Skip forward a few years, and Caro has been given desk privileges in the New York Public Library’s prestigious Frederick Lewis Allen Room, where he finds himself working alongside, among others, two of the twentieth century’s most celebrated biographers: James Flexner (author of a multivolume biography of George Washington) and Joseph Lash (author of Eleanor and Franklin, about the Roosevelts). One day, Caro looks up from his work:
- “James Flexner was standing over me. The expression on his face was friendly but after he had asked what I was writing about, the next question was the question I had come to dread: “How long have you been working on it. This time, however, when I replied, “Five years,” the response was not an incredulous stare.“‘Oh,’ Jim Flexner said, “that’s not so long. I’ve been working on my Washington for nine years.”“I could have jumped up and kissed him, whiskers and all–as, the next day, I could have jumped up and kissed Joe Lash, big beard and all, when he asked me the same question, and, after hearing my answer, said in his quiet way, “Eleanor and Franklin took me seven years.” In a couple of sentences, these two men–idols of mine–had wiped away years of doubt.”
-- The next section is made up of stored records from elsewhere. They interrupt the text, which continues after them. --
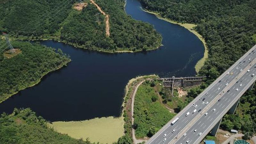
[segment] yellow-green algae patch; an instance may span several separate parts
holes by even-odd
[[[48,124],[56,131],[73,138],[85,140],[89,138],[92,142],[112,143],[124,135],[124,118],[96,118],[82,121],[55,122]]]
[[[205,61],[206,59],[208,58],[208,50],[206,45],[206,42],[205,42],[205,41],[203,37],[203,36],[199,34],[196,31],[194,30],[193,28],[196,26],[196,25],[191,23],[182,23],[177,22],[177,21],[174,21],[168,19],[163,18],[160,16],[158,13],[150,12],[146,9],[143,9],[143,10],[144,11],[147,12],[154,14],[159,19],[163,20],[171,23],[177,24],[184,27],[185,28],[188,30],[190,31],[191,32],[194,34],[198,38],[199,38],[199,39],[204,44],[205,49],[204,52],[204,57],[197,62],[196,66],[195,66],[195,68],[196,69],[196,73],[198,73],[200,69],[204,66],[204,61]]]

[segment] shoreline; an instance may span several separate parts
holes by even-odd
[[[140,81],[141,80],[143,80],[148,77],[157,77],[157,76],[155,75],[137,76],[129,80],[124,90],[124,94],[121,106],[121,107],[123,108],[120,116],[119,117],[114,117],[113,116],[109,116],[95,117],[92,119],[82,121],[53,122],[48,123],[47,126],[49,128],[53,128],[55,131],[61,133],[67,134],[71,137],[76,139],[79,139],[82,138],[83,140],[85,140],[86,138],[88,137],[92,142],[97,143],[99,142],[100,143],[109,143],[117,142],[118,138],[124,135],[125,132],[127,131],[127,130],[125,129],[125,124],[129,124],[129,122],[126,121],[125,119],[129,119],[129,118],[127,117],[129,117],[129,116],[126,114],[124,115],[124,113],[127,113],[127,112],[125,112],[124,111],[125,110],[126,107],[130,106],[127,105],[129,105],[129,103],[126,103],[128,100],[128,99],[131,99],[131,96],[130,95],[132,93],[130,91],[131,90],[132,91],[133,86],[138,81]],[[108,123],[106,123],[106,121],[107,121]],[[99,128],[97,126],[98,125],[100,125],[100,128]],[[109,127],[110,125],[112,126]],[[94,128],[93,130],[95,130],[95,132],[92,132],[92,131],[88,130],[91,127],[93,127]],[[95,128],[95,127],[97,128]],[[109,127],[111,128],[110,129]],[[102,128],[102,127],[104,128]],[[120,131],[121,128],[122,132]],[[110,131],[111,132],[110,132],[108,131]],[[116,132],[118,131],[119,131],[117,133]],[[102,136],[102,136],[100,137],[101,139],[100,140],[99,140],[98,138],[100,134],[98,134],[98,138],[95,137],[94,135],[90,135],[90,134],[92,133],[100,133],[102,132],[103,132],[104,134],[102,134]],[[86,135],[83,136],[82,137],[81,133],[85,134],[84,134]],[[111,135],[108,135],[106,134],[106,133]],[[116,139],[116,135],[120,137]],[[113,137],[111,137],[111,136],[113,136]],[[112,138],[113,137],[115,137]],[[112,140],[109,140],[110,138]],[[106,140],[107,139],[108,139],[108,141],[107,141],[108,140]],[[116,139],[116,140],[113,140],[114,139]],[[100,141],[98,141],[99,140]]]
[[[196,31],[193,29],[193,28],[196,27],[196,25],[190,23],[182,23],[177,22],[167,18],[163,18],[160,16],[158,13],[149,11],[142,7],[141,7],[141,9],[144,12],[154,14],[156,17],[160,20],[163,20],[170,23],[177,24],[182,27],[183,27],[189,30],[189,31],[193,33],[199,39],[202,43],[203,43],[204,47],[204,57],[197,61],[196,63],[196,64],[195,66],[196,71],[197,73],[198,73],[200,69],[204,66],[204,62],[205,61],[206,59],[208,58],[208,48],[206,45],[206,42],[205,42],[204,39],[203,37],[203,36],[199,34]]]
[[[36,85],[36,84],[37,84],[40,82],[41,82],[41,80],[42,80],[42,78],[43,78],[44,76],[45,76],[46,75],[47,75],[48,74],[50,73],[51,73],[51,72],[53,72],[53,71],[54,71],[57,70],[58,70],[58,69],[59,69],[62,68],[63,68],[64,66],[67,66],[67,64],[68,64],[68,63],[69,62],[70,62],[70,61],[71,61],[71,59],[69,59],[69,60],[68,60],[68,61],[67,61],[66,62],[65,62],[65,63],[63,63],[63,64],[61,65],[59,67],[57,67],[56,68],[54,68],[54,69],[53,69],[53,70],[50,70],[50,71],[49,71],[48,72],[46,72],[44,73],[43,74],[43,75],[42,76],[40,79],[38,79],[37,80],[35,81],[34,82],[35,83],[33,83],[33,84],[31,84],[29,85],[28,86],[27,86],[27,87],[26,87],[25,86],[25,87],[23,87],[23,88],[22,88],[21,89],[20,89],[20,90],[19,90],[18,92],[13,92],[13,93],[12,93],[11,94],[3,94],[3,95],[6,96],[7,96],[7,97],[6,97],[6,98],[5,98],[3,100],[0,101],[0,104],[2,103],[2,102],[3,102],[4,101],[5,101],[7,99],[8,99],[9,98],[10,98],[12,97],[12,96],[13,96],[13,95],[15,95],[16,94],[17,94],[17,93],[18,93],[19,92],[20,92],[21,91],[22,91],[22,90],[25,90],[25,89],[27,89],[27,88],[29,88],[29,87],[32,87]]]

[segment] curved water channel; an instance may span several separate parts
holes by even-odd
[[[179,25],[145,12],[136,0],[127,0],[126,11],[133,18],[154,25],[164,46],[154,51],[107,54],[77,48],[53,41],[41,42],[70,56],[67,66],[44,77],[39,84],[0,104],[0,113],[30,108],[51,121],[78,121],[118,116],[129,80],[152,74],[161,77],[195,76],[204,49],[194,35]]]

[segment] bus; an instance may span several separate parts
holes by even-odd
[[[177,118],[175,118],[175,120],[173,121],[172,121],[172,124],[171,124],[171,125],[172,125],[174,124],[177,121],[179,120],[179,117],[177,117]]]

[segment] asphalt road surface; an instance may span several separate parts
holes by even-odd
[[[189,140],[188,143],[199,143],[255,81],[256,76],[252,77],[252,75],[253,74],[256,75],[255,48],[256,45],[162,128],[146,143],[185,144],[188,140]],[[247,72],[248,69],[250,71]],[[228,73],[229,73],[228,75]],[[237,91],[237,89],[238,89]],[[201,100],[200,98],[202,98]],[[205,99],[203,101],[204,98]],[[219,101],[220,99],[220,100]],[[207,102],[209,103],[206,105]],[[203,104],[203,102],[204,103]],[[194,104],[194,106],[192,106]],[[195,108],[196,105],[197,107]],[[214,108],[216,110],[213,111]],[[196,111],[193,114],[192,112],[195,109]],[[201,111],[199,112],[199,109]],[[188,112],[190,114],[186,116],[185,115]],[[208,114],[205,116],[204,114],[206,112]],[[171,125],[171,123],[177,117],[179,117],[179,120]],[[197,130],[195,132],[196,129]],[[173,130],[174,131],[173,132]],[[200,136],[198,135],[200,132],[202,133]],[[183,136],[185,133],[186,135]],[[165,134],[166,136],[164,137]],[[166,140],[164,141],[165,138]]]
There are at least two excellent lessons to be derived from Caro’s story:
1) You need mentors. And at least some of them need to have done what you’re trying to do. Neither Caro’s journalist friends nor his literary agent was able to mentor him on the idea that “biographies take a long time to write.” But when Caro finally met some other biographers, they set him straight immediately.
2) Reframing (looking at something from a fresh angle or perspective) is a brilliant, fun, and powerful technique. Here’s another example, quoted in my book The 7 Secrets of the Prolific:
- “In his essay “The Eleventh Draft,” from the book The Eleventh Draft (Frank Conroy, ed.), Chris Offutt offers one of the most brilliant and delightful re-empowerment strategies I’ve seen:“The notion of submitting anything to a magazine filled me with terror.A stranger would read my precious words, judge them deficient, and reject them, which meant I was worthless 4 … My goal, however, was not publication, which was still too scary a thought. My goal was a hundred rejections in a year. I mailed my stories in multiple submissions and waited eagerly for their return, which they promptly did. Each rejection brought me that much closer to my goal—a cause for celebration, rather than depression. “Eventually disaster struck. The Coe Review published my first story in spring 1990.”
Please remember that, no matter what your goal, nonperfectionism (including longsightedness / perspective) comes first, time management comes second, and finding great mentors is third. (To find them, do what Caro did, and join organizations they belong to.)